Lance was a former baseball player who had a serious chance of playing his way up from the minor leagues until he blew out his shoulder. He still looked the part, even down to the blue eyed, all-American look he had.

Trinity, like me, was allergic to exercise and probably couldn’t throw a baseball through an open barn door. Her biggest dream was to get an internship in a French kitchen to jumpstart her goal of opening her own pastry shop. Neither of them really cared at all about an author’s conference, but they were good enough friends to tag along without complaint for my sake.

“I still can’t believe you bought us tickets to this thing without telling us,” Lance said.

“Well,” I said. “I wasn’t going to come alone.”

“At least tell me these tickets weren’t too expensive,” Trinity said.

“We’re here, aren’t we?” I asked, raising my eyebrows. They both knew my financial situation. Grim would’ve been an understatement. I was basically the starving artist type, except minus the artist part, because I still hadn’t even finished writing a proper book. It was all made worse because my big brother made a monthly plea to “just give me a few mil to take the edge off.” The guy seriously thought handing someone a couple million dollars was as casual as offering an aspirin from his medicine cabinet.

Stubbornly, I always refused his help. I had a dream, damn it. Someday, I wanted to look back from my castle mansion and say I’d built it all with nothing but words. I didn’t want to have to mutter under my breath about how my brother kinda sorta financed the shit out of me and gave me a leg up on all the competition.

We were fast-walking—mostly because I was too excited to walk at normal speed—toward the room where Sebastian St. James was going to be speaking. I sort of managed not to shove my way past any poor old ladies trying to shuffle to the same room.

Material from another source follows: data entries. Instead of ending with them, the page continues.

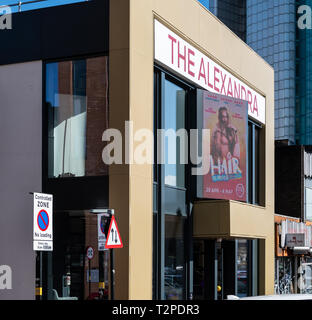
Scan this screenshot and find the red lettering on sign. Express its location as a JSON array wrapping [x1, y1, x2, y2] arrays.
[[234, 81, 240, 99], [221, 72, 226, 95], [247, 90, 253, 113], [198, 58, 207, 84], [207, 62, 213, 89], [227, 77, 233, 97], [168, 34, 177, 64], [241, 85, 246, 100], [214, 67, 220, 92]]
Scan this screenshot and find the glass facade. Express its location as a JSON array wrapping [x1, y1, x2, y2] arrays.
[[209, 0, 246, 41], [246, 0, 296, 143], [46, 57, 108, 178], [164, 80, 186, 188]]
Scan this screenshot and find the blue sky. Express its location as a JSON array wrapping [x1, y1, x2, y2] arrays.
[[198, 0, 209, 9], [0, 0, 85, 12]]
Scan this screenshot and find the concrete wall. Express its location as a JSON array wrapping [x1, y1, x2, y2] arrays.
[[0, 61, 42, 300]]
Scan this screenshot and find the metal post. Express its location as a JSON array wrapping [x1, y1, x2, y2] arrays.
[[110, 249, 115, 300], [89, 259, 91, 298], [39, 251, 42, 300]]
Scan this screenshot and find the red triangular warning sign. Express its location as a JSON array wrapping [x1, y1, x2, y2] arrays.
[[105, 216, 123, 249]]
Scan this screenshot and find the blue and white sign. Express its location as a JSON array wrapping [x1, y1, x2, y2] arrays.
[[33, 193, 53, 251]]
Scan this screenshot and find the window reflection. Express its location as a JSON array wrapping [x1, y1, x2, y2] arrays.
[[46, 57, 108, 178], [164, 80, 187, 187], [237, 240, 249, 297]]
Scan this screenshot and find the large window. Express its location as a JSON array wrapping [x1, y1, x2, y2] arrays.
[[46, 57, 108, 178], [248, 121, 261, 205], [164, 79, 186, 187], [153, 69, 191, 300], [305, 187, 312, 221], [165, 215, 185, 300]]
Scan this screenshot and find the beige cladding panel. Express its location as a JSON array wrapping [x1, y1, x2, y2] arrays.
[[109, 0, 274, 299]]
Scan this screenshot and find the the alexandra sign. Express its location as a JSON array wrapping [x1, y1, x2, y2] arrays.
[[154, 20, 265, 123]]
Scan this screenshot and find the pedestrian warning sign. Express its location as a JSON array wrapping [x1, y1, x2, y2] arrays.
[[105, 216, 123, 249]]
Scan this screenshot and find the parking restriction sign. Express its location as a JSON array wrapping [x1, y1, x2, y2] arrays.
[[33, 193, 53, 251]]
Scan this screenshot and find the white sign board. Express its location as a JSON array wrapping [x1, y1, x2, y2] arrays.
[[105, 216, 123, 249], [33, 193, 53, 251], [154, 20, 265, 124], [286, 233, 305, 248], [98, 213, 111, 251]]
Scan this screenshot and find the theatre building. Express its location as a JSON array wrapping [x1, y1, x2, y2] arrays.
[[0, 0, 274, 300]]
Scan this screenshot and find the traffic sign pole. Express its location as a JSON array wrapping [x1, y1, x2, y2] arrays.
[[110, 249, 115, 300]]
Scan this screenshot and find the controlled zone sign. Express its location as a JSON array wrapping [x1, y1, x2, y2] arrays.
[[105, 216, 123, 249], [33, 193, 53, 251]]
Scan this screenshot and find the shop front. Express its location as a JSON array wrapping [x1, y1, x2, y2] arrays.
[[275, 215, 312, 294], [145, 2, 274, 300]]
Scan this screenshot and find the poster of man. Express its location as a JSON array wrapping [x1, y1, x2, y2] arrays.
[[203, 91, 248, 201]]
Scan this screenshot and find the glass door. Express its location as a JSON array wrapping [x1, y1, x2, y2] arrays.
[[44, 210, 110, 300]]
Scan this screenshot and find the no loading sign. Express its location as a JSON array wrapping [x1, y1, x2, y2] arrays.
[[37, 210, 50, 231], [33, 193, 53, 251]]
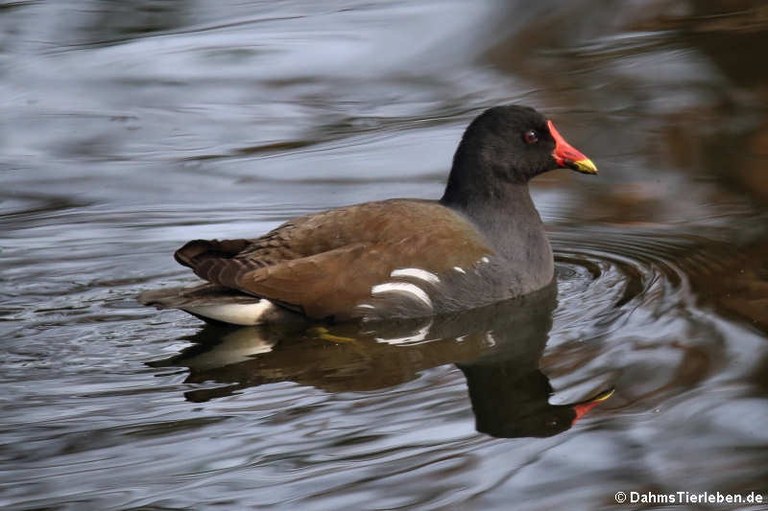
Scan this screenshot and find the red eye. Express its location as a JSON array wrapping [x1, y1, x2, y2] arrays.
[[523, 130, 539, 144]]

“You know,” Trinity said. “The only way to keep my sanity and be your friend is learning when I shouldn’t ask more questions. But I have a feeling you really went overboard this time. You were just telling me last week how you had to bat your eyelashes at some guy to bum his subway card. You can’t afford to take the subway, but you can afford three tickets to this?”

“What?” I asked, already growing breathless. “I got a really good deal.” Liar, liar.

Lance was keeping pace with my small, churning legs easily, but Trinity was huffing and puffing to maintain my speed. I didn’t care if I got there sweaty and panting; I was going to get a seat in the front row.